Intel Publishes Spectre and Meltdown Hardware Plans: Fixed Gear Later This Year

daxfohl · on March 15, 2018

Would a hardware fix also eliminate the perf degradation that the software fixes introduced? Or does it just increase security?

nhaehnle · on March 15, 2018

I'd say both Spectre 2 and Meltdown are fairly straightforward to fix in hardware without performance degradation (though probably at the cost of a bit more circuitry), so that's most likely what they did.

For Meltdown, you need to just never load data from L1$ when permissions checks fail. Since address translation is already on the L1$, doing permissions checks there as well is not a big burden. This is quite natural to do, and also why Meltdown specifically affected Intel, and not everybody.

For Spectre 2, you need to add some bits to the branch target buffer to tag entries by the privilege level and ideally PCID (to protect user level processes from each other). And then you just don't use BTB entries with the wrong tag.

It'd still be interesting to know the details, e.g. what exactly they changed for Spectre 2.

bzbarsky · on March 16, 2018

Your proposal doesn't fix Spectre 2 in general; just the cross-privilege level (or at best cross-process) aspect. Anyone trying to create a sandbox still has to worry about the sandboxed stuff being able to read all of the sandbox memory, for example.

nhaehnle · on March 17, 2018

That's a good point.

Ideally the ISA would allow user level code to also toggle a flag that affects the BTB. That would allow embedding JIT code while guarding against Spectre 2 (fixing the BTB injection).

I don't think you really need more than that though. Reading arbitrary memory would seem to require a Spectre 1-type attack instead. Unless you have an explicit counterexample in mind?

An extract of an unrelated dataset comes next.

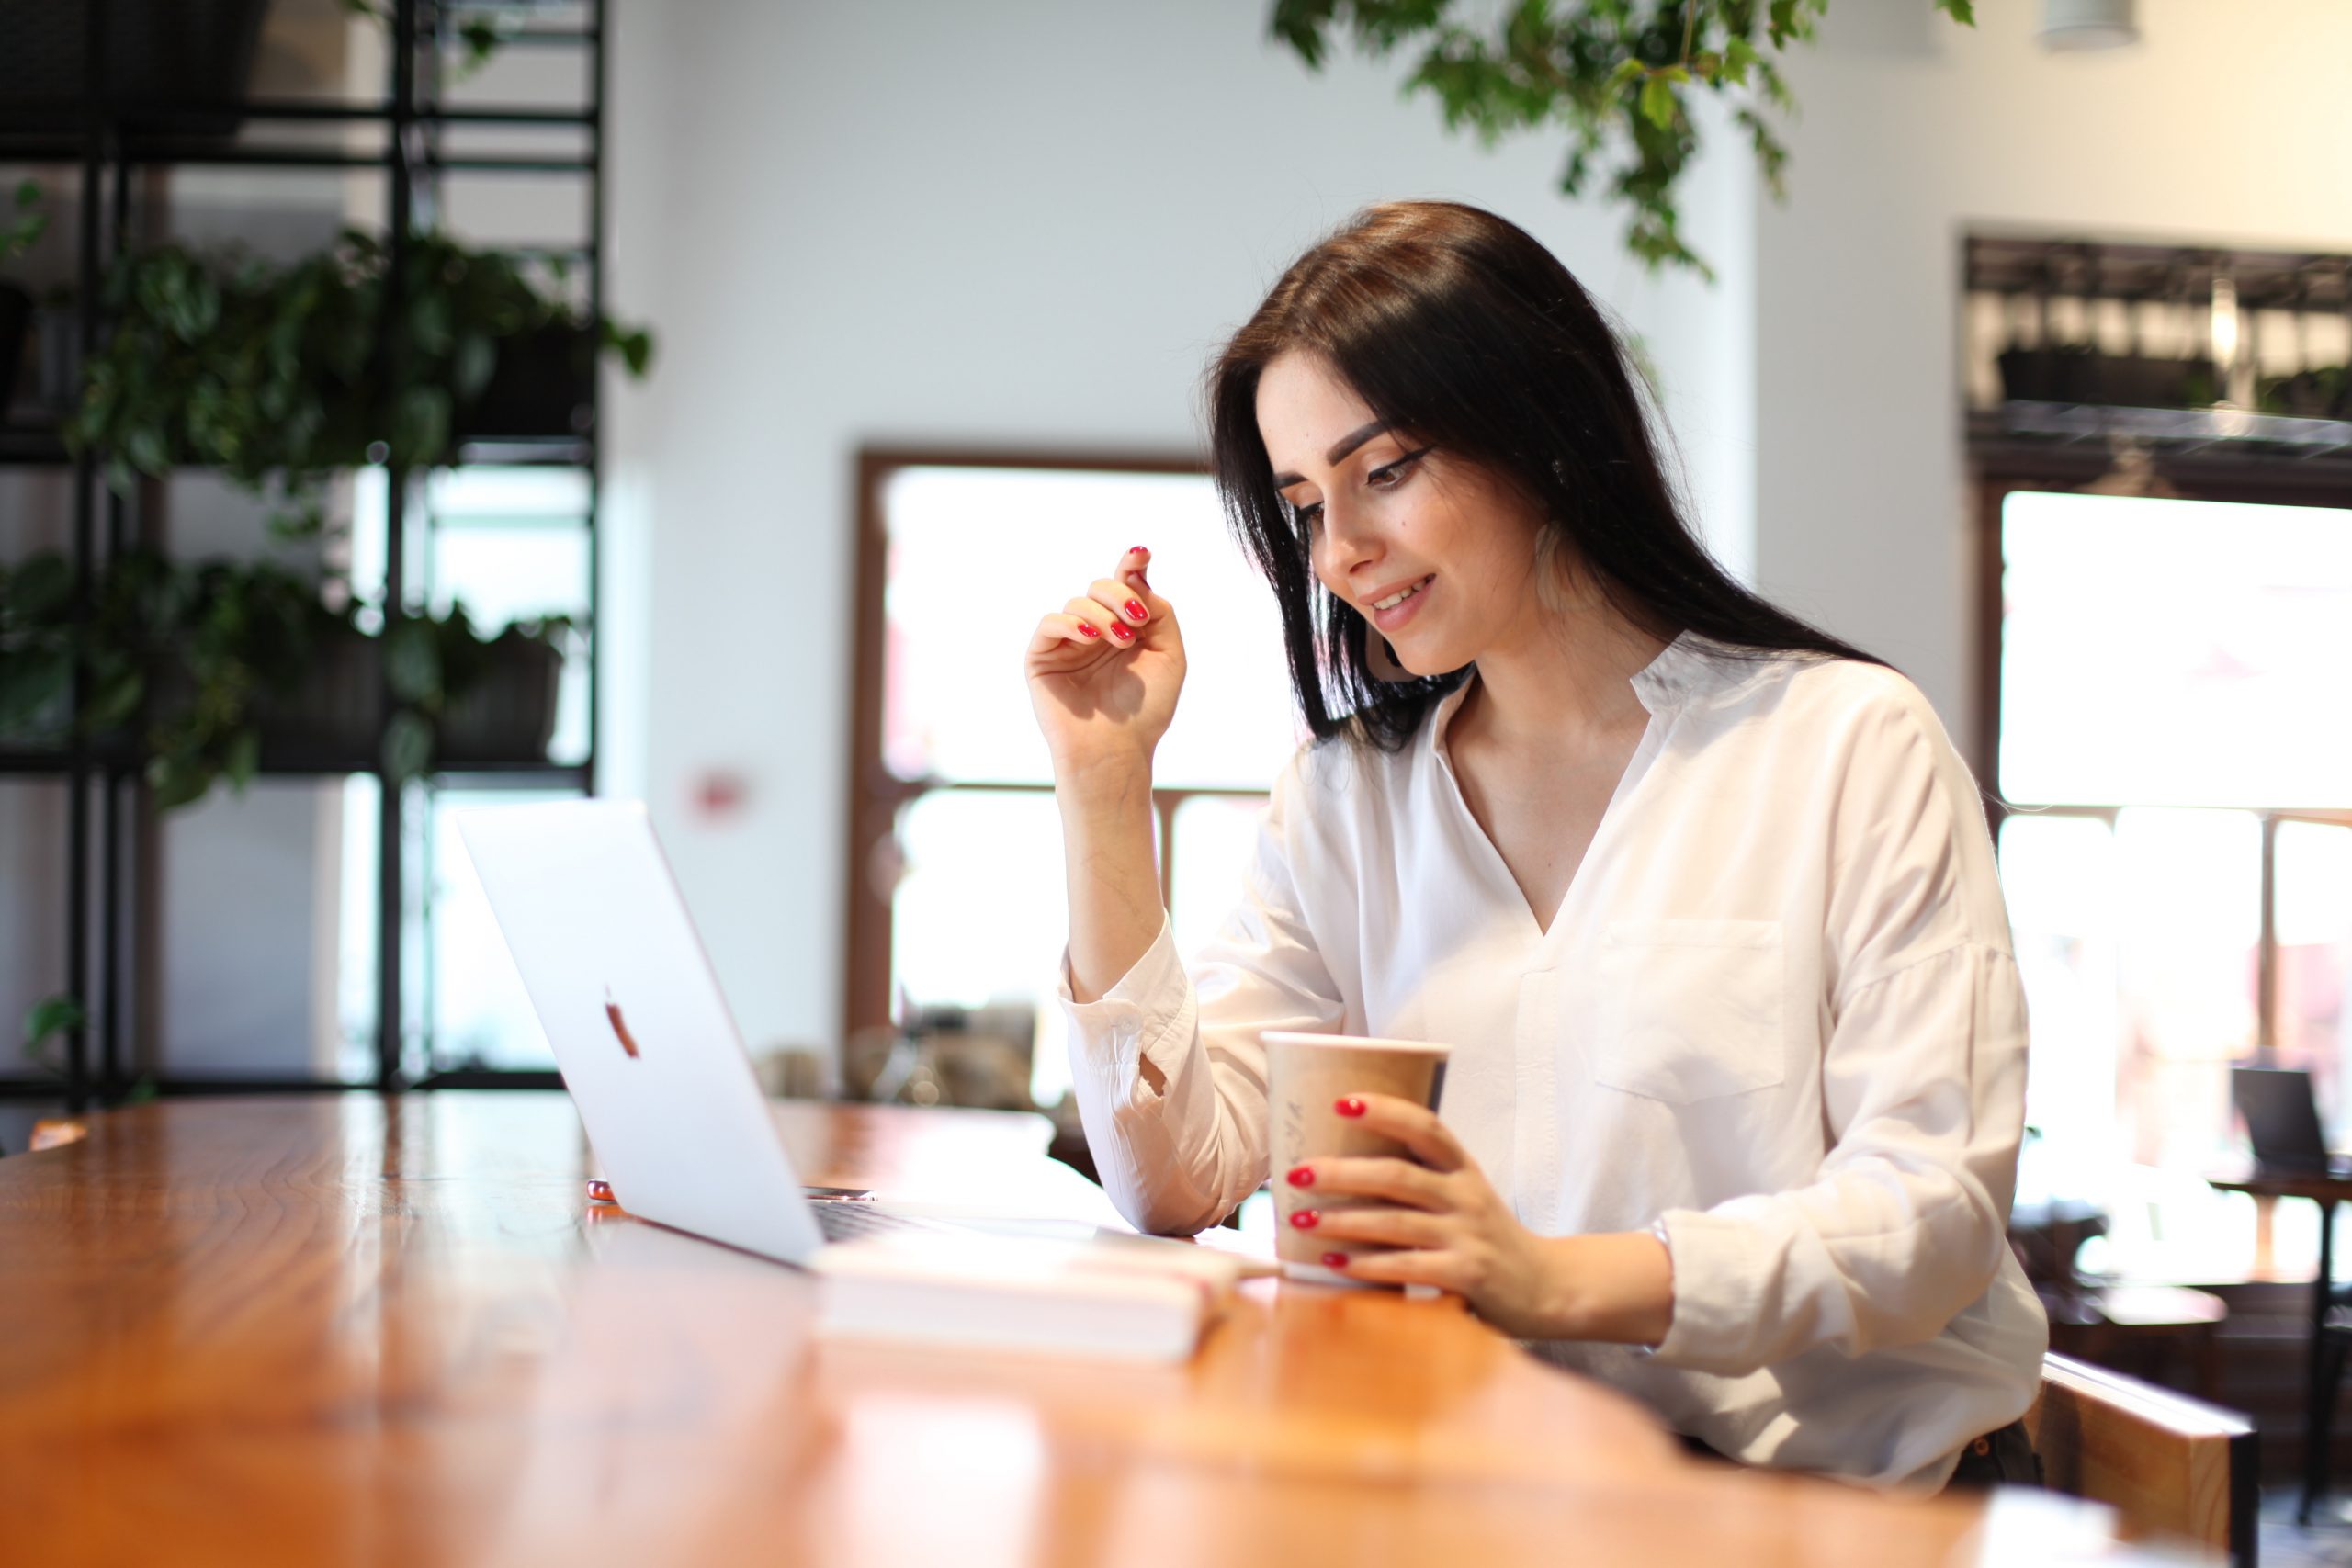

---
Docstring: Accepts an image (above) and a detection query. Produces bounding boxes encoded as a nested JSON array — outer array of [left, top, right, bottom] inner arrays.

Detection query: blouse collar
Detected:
[[1429, 629, 1732, 757]]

For the JIT'ed code, Spectre 1 can probably be mostly avoided using the bitmask trick or something equivalent, which we seem to be moving in the direction of anyway (thinking about the WASM execution environment specifically), and for the "host" code inside the sandbox, the same kind of selective software fixes are required as in the kernel.

bzbarsky · on March 21, 2018

I suspect you can get arbitrary memory read with Spectre 2 as well; just have to find the right gadgets. Which in a big program of the sort that would have a sandbox inside is somewhat likely...

(I can't comment on specific counterexamples in more detail than that, even if I know of any.)

nhaehnle · on March 21, 2018

I don't see how that could be.

Spectre 2 is about code in a less trusted domain A introducing an otherwise impossible branch target used by branch prediction on code in a trusted domain B. So a solution that adds tag bits to the BTB to distinguish between those domains should be a 100% effective fix. The only arguments are about how many tag bits & who gets to set them, i.e. a user-mode JIT sandbox would want to be able to control at least one tag bit for this, but if it can, it'd be fully effective.

Unless you start thinking about protecting different JITted code domains in the same address space from each other... I guess at some point you just have to bite the bullet and invalidate the BTB.

I suppose an additional problem would be if the BTB just "hallucinated" random indirect branch target destinations somehow, which could allow untrusted domain A code to jump (in speculation) to code that would normally be unreachable. A kind of "reverse Spectre 2", if you will, although the same tag approach should fix that at the same time as the original Spectre 2.

Spectre 1 attacks from JIT'ed code against the outside code are definitely possible though.

bzbarsky · on March 21, 2018

> The only arguments are about how many tag bits & who gets to set them

That's fair. I guess I've seen no indication that bits will be provided by ISAs and OSes to userland (past the bit that distinguishes userland from kernel code)...

> Unless you start thinking about protecting different > JITted code domains in the same address space from each > other

That's also fair. As a browser developer, this is my world right now. ;)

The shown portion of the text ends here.